Por outro lado, se a pena aumentou ou o crime passou a ter outro nome (por exemplo, fazer sexo com alguém menor de 14 anos, hoje, é estupro de vulnerável e a pena é de 15 anos), ele continua respondendo pelo crime antigo, com a pena antiga.
Um outro ponto interessante é que depois dos 14 anos, a pessoa já pode fazer sexo. Só que se ela for forçada a fazer sexo, é estupro. A matéria acima serve para ilustrar um caso em que a violência não é necessariamente física, mas psicológica, ainda que ela não tenha sequelas físicas. Na matéria acima, houve presunção de violência entre os 12 e 14 anos. Depois disso, mesmo que ela não houvesse sofrido agressões físicas, ela pode ter sido ameaçada ou sofrido violência psicológica para continuar fazendo sexo. Nesse caso, também houve estupro.

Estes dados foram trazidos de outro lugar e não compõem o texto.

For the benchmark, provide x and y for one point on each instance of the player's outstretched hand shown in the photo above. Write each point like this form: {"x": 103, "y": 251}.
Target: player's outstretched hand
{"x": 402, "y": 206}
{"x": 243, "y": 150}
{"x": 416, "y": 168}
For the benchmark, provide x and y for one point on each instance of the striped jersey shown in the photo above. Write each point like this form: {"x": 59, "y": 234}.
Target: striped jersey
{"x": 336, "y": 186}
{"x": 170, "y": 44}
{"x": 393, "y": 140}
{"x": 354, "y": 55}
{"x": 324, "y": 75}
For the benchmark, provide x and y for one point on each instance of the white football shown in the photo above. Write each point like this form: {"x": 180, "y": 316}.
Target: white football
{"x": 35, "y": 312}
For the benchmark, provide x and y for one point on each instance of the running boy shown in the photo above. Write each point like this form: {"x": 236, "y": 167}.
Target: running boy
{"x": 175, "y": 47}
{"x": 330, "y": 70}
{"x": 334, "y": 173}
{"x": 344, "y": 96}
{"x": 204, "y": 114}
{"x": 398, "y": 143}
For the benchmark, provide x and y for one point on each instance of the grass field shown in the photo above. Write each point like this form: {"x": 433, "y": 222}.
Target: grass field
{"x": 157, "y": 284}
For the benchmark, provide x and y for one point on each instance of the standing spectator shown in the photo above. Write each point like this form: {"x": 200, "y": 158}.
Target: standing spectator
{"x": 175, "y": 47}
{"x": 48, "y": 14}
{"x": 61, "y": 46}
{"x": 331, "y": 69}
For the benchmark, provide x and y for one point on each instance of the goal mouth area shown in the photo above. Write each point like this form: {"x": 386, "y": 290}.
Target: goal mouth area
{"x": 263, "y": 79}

Mas o mais interessante na matéria é a declaração do delegado de que a certidão de nascimento é a prova do estupro. Não é. Ela pode até servir como indício de que houve um crime, mas não é uma prova. Vamos entender:
Para que se prove que houve o estupro (ou o estupro de vulnerável), é preciso provar que houve sexo entre criminoso e vítima. Mas a certidão de nascimento do filho não prova isso. Ela prova uma relação de parentesco entre pais e filhos. Mas o nome do pai que aparece na certidão não é necessariamente o pai biológico, ou seja, de quem estuprou.
Digamos que ela tenha sido estuprada aos 12 anos por um desconhecido, e que desse crime tenha resultado uma gravidez. Ela tinha o direito de abortar mas decidiu manter a gestação. Durante a gestação ela conhece alguém, se apaixonam e o namorado decide que quer assumir a paternidade da criança e a gestante aceita a sugestão. Seu nome aparecerá na certidão de nascimento da criança, mas isso não o torna um estuprador. Apenas o torna legalmente responsável pela criança, que passou a ser sua filha, declarando um vínculo jurídico entre eles.
Na matéria acima, provas de estupro seriam, por exemplo a confissão do criminoso, exame de DNA dos filhos e do suspeito ou qualquer sequela física do estupro que ainda seja possível determinar através de exame médico.
Além do erro do delegado, o estranho na matéria é que, ao lavrar a certidão de nascimento, o tabelião não ter notado que a mãe tinha apenas 12 anos, e informado a polícia ou a vara da infância e juventude da cidade, já que isso era indício de que a criança havia sido estuprada por alguém (mas, como vimos, não necessariamente pela pessoa que consta como pai na certidão de nascimento).